Porque todos son iguales

Todos los catalanes son independentistas. Todos los independentistas son violentos. Todos los musulmanes son terroristas.

Parece imposible que alguien tenga una visión tan miope, tan injusta y tan estúpida del mundo. Parece imposible, pero no lo es. Solo hay que prestar un poco de atención para escuchar opiniones rotundas en las que subyacen ideas como estas. Donald  Trump, por ejemplo, ha decidido suspender la lotería de visados en Estados Unidos porque así es como consiguió su permiso de residencia Sayfullo Saipov, el uzbeco que, siguiendo las instrucciones del ISIS, mató a ocho personas el pasado 31 de octubre. Castigo para todos. Porque todos son iguales.

“Etiquetar es lo opuesto de entender”, dice el personaje de Nomi en Sense 8. Etiquetar, clasificar, simplificar. Los buenos y los malos. Los buenos, buenos, buenos, buenísimos. Los malos, terribles, odiosos. Porque todos son iguales.
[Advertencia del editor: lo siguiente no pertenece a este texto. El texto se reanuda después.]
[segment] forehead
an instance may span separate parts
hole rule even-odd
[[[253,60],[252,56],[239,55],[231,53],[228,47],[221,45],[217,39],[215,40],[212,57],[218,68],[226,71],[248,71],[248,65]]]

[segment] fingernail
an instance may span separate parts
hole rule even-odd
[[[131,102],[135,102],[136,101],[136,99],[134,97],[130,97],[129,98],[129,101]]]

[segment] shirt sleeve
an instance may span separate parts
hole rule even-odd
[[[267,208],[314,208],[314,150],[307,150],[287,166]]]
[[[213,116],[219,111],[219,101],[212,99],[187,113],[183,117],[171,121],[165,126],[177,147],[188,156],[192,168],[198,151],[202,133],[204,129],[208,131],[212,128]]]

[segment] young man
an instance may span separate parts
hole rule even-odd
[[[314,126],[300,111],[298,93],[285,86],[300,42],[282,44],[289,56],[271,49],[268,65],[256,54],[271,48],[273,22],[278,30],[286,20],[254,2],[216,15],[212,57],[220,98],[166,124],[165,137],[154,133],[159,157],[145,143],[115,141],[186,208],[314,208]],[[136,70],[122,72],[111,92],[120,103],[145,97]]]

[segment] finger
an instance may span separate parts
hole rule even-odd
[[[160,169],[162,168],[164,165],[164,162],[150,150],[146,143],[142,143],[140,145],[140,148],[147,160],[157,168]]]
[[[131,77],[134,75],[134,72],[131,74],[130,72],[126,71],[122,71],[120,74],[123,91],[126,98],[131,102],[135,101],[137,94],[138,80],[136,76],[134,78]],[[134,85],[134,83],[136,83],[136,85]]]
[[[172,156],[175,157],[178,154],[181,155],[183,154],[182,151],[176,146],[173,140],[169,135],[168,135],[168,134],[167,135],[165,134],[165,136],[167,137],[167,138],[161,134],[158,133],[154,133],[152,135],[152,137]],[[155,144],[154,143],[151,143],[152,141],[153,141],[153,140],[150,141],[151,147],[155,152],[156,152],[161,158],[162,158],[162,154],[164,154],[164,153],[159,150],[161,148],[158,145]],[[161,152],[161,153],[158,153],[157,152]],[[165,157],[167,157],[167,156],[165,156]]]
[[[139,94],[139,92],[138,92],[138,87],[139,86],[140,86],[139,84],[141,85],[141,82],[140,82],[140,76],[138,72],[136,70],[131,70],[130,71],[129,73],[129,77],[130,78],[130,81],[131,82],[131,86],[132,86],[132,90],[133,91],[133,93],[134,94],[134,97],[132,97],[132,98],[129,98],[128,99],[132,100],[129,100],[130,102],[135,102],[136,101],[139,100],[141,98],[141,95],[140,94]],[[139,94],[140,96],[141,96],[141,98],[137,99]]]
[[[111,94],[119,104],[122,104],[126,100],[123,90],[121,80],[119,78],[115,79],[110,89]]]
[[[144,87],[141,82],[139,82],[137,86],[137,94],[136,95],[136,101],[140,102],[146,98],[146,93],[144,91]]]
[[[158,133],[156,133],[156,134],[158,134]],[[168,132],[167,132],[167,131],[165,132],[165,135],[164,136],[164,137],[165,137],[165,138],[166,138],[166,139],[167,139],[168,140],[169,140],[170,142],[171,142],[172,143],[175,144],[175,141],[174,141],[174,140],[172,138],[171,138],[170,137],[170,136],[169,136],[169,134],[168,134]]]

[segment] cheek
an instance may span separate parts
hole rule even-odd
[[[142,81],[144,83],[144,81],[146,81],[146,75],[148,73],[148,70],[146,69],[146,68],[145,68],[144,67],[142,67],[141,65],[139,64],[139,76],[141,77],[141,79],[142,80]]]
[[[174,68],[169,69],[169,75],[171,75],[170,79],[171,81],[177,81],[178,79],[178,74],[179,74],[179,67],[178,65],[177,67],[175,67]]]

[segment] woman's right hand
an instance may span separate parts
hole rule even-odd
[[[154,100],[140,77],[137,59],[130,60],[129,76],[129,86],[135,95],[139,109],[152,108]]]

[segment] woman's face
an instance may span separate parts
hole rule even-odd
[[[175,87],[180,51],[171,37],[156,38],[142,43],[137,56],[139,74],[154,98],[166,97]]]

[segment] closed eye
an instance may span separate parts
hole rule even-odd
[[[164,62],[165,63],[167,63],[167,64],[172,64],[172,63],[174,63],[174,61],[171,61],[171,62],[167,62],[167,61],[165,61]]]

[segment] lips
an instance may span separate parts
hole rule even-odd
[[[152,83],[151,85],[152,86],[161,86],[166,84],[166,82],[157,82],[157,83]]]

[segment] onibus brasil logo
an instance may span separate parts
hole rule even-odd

Y porque comprender es más difícil, más arriesgado, más contradictorio. Y, sin embargo, esencial. Como explica con su característica verborrea la simpática voz de la canción “Como te digo una co te digo la o” de Sabina: “Y es que hay que viajar/ antes de opinar./ ¿O todos los vascos van con metralleta?/ Pues no, mire usted./ ¿Y están todos locos por ser de la ETA?/ Mire usted, tampoco./ Habrá unos que sí,/ habrá otros que no,/ si ha estado usted allí/ habrá comprobao/ que el problema vasco/ es muy delicao”. Han pasado dieciocho años y los malos han cambiado, o quizá no, porque incluso existe un interés nada disimulado en tratar de relacionar a unos malos con otros, pero la necesidad de entender algo tan sencillo como que la realidad no es tan sencilla continúa presente.

Ojalá nos identificáramos, al menos, con ideas abstractas que nos impulsen a seguir creciendo, a dejar de reptar, a transcender. Quizá sea un buen momento para sintonizar con el idealismo del pirata de Espronceda. Quizá siempre sea un buen momento para encontrarse con esa mirada libre y valiente que solemos entender tan bien en la infancia y que, curiosamente, muchas veces se olvida al sumar cumpleaños: “Que es mi barco mi tesoro,/ que es mi Dios la libertad; /mi ley, la fuerza y el viento;/ mi única patria, la mar./ Allá muevan feroz guerra/ ciegos reyes/ por un palmo más de tierra,/ que yo tengo aquí por mío/ cuanto abarca el mar bravío/ a quien nadie impuso leyes”.

Complejicemos. No nos conformemos con la versión superficial de la realidad. Desconfiemos de los juicios de valor que tratan de generalizar a toda una comunidad y de sintetizarla en un adjetivo único, probablemente negativo y desacertado. Ahondemos. Cuestionemos. Precisamente porque, por suerte, no todos son iguales. No todos somos iguales.